Amaral Vivian, Marchi Luis, Martim Heber, Amaral Rodrigo, Nogueira-Neto Joes, Pierro Ellen, Oliveira Leonardo, Coutinho Etevaldo, Marcelino Fernando, Faulhaber Nicholai, Jensen Rubens, Pimenta Luiz
Instituto de Patologia da Coluna (IPC), São Paulo, SP, Brazil.
Hospital São Vicente de Paula, Jundiaí, SP, Brazil.
J Spine Surg. 2017 Sep;3(3):371-378. doi: 10.21037/jss.2017.08.05.
Low back pain can be caused by several pathological entities and its perception can be altered by external factors, for example by some psychological and social factors. The objective of this study was to compare surgical outcomes in patients with or without psychosocial issues.
Single center, retrospective and comparative study. Patients with indication to elective lumbar spine surgery were screened for some psychosocial factors. As a result of the screening, patients were divided in two groups: mild psychosocial issues (green group) or moderate psychosocial issues (yellow group). The groups were compared using the following variables: demographic and clinical history, depression (HAD-D), anxiety (HAD-A), pain levels [visual analogue scale (VAS)], disability [Oswestry disability index (ODI)] and quality of life [EuroQol 5D (EQ-5D)] at preop and 6-12 months follow-up.

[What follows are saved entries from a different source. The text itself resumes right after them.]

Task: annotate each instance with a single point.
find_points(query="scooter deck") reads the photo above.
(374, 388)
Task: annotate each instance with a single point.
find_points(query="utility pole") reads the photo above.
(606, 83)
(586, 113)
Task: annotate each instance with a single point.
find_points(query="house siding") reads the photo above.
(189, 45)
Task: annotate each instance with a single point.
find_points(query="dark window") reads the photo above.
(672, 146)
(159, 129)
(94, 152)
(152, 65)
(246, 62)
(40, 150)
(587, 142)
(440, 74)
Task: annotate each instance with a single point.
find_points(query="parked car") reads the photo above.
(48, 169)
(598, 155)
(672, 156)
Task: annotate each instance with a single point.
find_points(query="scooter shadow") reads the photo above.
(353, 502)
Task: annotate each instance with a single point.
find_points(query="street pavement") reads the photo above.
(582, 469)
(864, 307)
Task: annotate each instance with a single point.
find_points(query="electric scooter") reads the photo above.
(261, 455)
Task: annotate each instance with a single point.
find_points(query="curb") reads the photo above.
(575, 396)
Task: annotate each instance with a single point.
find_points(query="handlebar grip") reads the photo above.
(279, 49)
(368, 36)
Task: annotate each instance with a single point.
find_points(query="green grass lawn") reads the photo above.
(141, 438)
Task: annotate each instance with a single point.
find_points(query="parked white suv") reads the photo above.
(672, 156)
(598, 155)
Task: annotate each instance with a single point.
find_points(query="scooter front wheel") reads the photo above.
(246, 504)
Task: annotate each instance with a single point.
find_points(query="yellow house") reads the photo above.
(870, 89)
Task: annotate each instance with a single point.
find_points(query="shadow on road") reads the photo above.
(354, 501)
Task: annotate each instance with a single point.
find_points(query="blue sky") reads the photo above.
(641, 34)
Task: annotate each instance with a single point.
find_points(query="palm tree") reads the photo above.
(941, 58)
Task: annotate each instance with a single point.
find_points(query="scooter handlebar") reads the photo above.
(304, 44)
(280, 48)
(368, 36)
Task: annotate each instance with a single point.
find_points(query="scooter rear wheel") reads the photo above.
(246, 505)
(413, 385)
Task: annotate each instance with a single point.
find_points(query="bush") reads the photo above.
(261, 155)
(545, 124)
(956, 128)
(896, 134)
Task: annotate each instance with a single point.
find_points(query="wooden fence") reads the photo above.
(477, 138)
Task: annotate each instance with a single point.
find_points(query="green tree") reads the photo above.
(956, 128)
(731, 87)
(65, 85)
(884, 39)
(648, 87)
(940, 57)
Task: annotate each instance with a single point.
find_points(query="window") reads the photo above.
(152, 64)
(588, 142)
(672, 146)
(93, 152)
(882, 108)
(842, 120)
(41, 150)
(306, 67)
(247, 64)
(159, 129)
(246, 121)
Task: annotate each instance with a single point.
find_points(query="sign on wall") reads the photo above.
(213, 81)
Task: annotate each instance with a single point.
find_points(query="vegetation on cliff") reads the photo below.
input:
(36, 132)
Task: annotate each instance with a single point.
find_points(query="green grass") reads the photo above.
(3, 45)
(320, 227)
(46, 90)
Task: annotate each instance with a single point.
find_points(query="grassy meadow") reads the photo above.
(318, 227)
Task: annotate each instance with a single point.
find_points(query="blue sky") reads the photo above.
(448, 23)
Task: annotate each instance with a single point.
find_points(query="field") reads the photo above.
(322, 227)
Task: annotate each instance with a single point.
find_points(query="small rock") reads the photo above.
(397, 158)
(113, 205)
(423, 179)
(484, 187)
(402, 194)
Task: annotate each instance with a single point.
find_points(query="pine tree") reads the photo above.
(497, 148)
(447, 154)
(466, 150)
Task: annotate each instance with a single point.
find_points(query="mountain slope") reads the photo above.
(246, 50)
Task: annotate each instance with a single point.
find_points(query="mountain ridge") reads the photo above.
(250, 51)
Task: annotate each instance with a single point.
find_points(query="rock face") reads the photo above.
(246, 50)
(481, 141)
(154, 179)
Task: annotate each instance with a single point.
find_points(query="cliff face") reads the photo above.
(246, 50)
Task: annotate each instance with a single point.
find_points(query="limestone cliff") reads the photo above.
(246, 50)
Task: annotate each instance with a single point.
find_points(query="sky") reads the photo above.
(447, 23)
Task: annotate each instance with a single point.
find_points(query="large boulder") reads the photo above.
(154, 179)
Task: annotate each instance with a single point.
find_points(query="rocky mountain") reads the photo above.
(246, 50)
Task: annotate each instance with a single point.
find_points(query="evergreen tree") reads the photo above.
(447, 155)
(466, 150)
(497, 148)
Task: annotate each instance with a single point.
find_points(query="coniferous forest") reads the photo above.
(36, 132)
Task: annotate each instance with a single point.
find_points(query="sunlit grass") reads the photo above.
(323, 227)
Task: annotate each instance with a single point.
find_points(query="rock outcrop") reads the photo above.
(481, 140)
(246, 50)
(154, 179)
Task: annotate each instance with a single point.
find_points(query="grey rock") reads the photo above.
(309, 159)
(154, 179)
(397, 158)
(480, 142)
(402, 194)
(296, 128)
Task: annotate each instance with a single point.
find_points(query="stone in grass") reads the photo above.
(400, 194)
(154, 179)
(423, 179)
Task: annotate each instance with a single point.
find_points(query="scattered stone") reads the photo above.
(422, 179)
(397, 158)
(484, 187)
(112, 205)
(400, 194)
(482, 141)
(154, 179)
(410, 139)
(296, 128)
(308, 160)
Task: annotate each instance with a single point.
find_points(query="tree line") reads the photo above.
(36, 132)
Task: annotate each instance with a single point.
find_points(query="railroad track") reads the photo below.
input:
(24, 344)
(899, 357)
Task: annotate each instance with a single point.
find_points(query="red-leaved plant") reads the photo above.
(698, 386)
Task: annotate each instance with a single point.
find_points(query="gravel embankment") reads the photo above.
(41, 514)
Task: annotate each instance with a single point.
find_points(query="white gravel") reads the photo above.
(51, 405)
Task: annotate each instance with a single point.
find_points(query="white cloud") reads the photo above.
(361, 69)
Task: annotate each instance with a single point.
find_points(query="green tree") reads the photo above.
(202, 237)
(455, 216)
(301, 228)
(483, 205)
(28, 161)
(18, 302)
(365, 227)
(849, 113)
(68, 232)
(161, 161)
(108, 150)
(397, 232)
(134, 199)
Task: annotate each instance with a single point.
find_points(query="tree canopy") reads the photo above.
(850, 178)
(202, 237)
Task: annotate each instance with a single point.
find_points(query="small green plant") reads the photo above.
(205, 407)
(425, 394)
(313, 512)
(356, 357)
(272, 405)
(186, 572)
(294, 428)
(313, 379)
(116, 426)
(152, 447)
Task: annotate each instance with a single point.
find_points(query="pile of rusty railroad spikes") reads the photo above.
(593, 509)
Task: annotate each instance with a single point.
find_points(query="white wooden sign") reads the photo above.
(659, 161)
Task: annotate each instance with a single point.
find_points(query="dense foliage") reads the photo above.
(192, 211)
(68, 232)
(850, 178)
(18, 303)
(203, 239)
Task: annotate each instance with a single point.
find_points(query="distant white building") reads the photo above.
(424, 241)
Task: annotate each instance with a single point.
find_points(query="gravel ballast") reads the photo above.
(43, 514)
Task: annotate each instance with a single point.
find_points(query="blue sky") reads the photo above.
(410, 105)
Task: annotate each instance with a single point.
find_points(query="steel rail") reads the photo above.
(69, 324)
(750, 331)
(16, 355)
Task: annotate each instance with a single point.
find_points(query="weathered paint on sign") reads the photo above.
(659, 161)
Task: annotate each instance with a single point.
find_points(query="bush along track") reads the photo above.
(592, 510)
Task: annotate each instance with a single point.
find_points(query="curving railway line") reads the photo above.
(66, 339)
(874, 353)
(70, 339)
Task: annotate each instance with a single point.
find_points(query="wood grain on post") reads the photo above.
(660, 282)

A total of 136 patients were included (51% female) in this study. The 62.5% were allocated at the green group, and 37.5% in the yellow group. Similar pain levels were observed at preop, but the green group evolved with superior improvement in pain levels after surgery (P=0.003). In the ODI and EQ-5D scales, the green group had already shown lower clinical disability at preop (P=0.009 and P=0.003, respectively) and evolved with better outcomes at the final evaluation (P=0.049 and P=0.017). VAS, ODI and EQ-5D scores improved from baseline similarly in both groups.
Presurgical screening identify the presence of psychological distress. Psychosocial factors are correlated with poorer clinical outcomes, both in the baseline and after the surgery. Despite the differences between found, even patients with mild psychosocial impairment can experience clinical improvement with surgery.
下腰痛可由多种病理因素引起,其感知可能会受到外部因素的影响,例如一些心理和社会因素。本研究的目的是比较有或没有心理社会问题的患者的手术效果。
单中心回顾性比较研究。对有选择性腰椎手术指征的患者进行一些心理社会因素筛查。根据筛查结果,将患者分为两组:轻度心理社会问题组(绿色组)或中度心理社会问题组(黄色组)。使用以下变量对两组进行比较:术前和术后6至12个月的人口统计学和临床病史、抑郁(医院焦虑抑郁量表-抑郁分量表,HAD-D)、焦虑(医院焦虑抑郁量表-焦虑分量表,HAD-A)、疼痛程度[视觉模拟评分法(VAS)]、残疾程度[Oswestry功能障碍指数(ODI)]和生活质量[欧洲五维健康量表(EQ-5D)]。
本研究共纳入136例患者(51%为女性)。62.5%被分配到绿色组,37.5%在黄色组。术前观察到两组疼痛程度相似,但绿色组术后疼痛程度改善更明显(P=0.003)。在ODI和EQ-5D量表中,绿色组术前临床残疾程度已较低(分别为P=0.009和P=0.003),最终评估时预后更好(P=0.049和P=0.017)。两组VAS、ODI和EQ-5D评分从基线开始均有相似改善。
术前筛查可识别心理困扰的存在。心理社会因素与基线和术后较差的临床结果相关。尽管存在差异,但即使是心理社会功能轻度受损的患者,手术也能使其临床状况得到改善。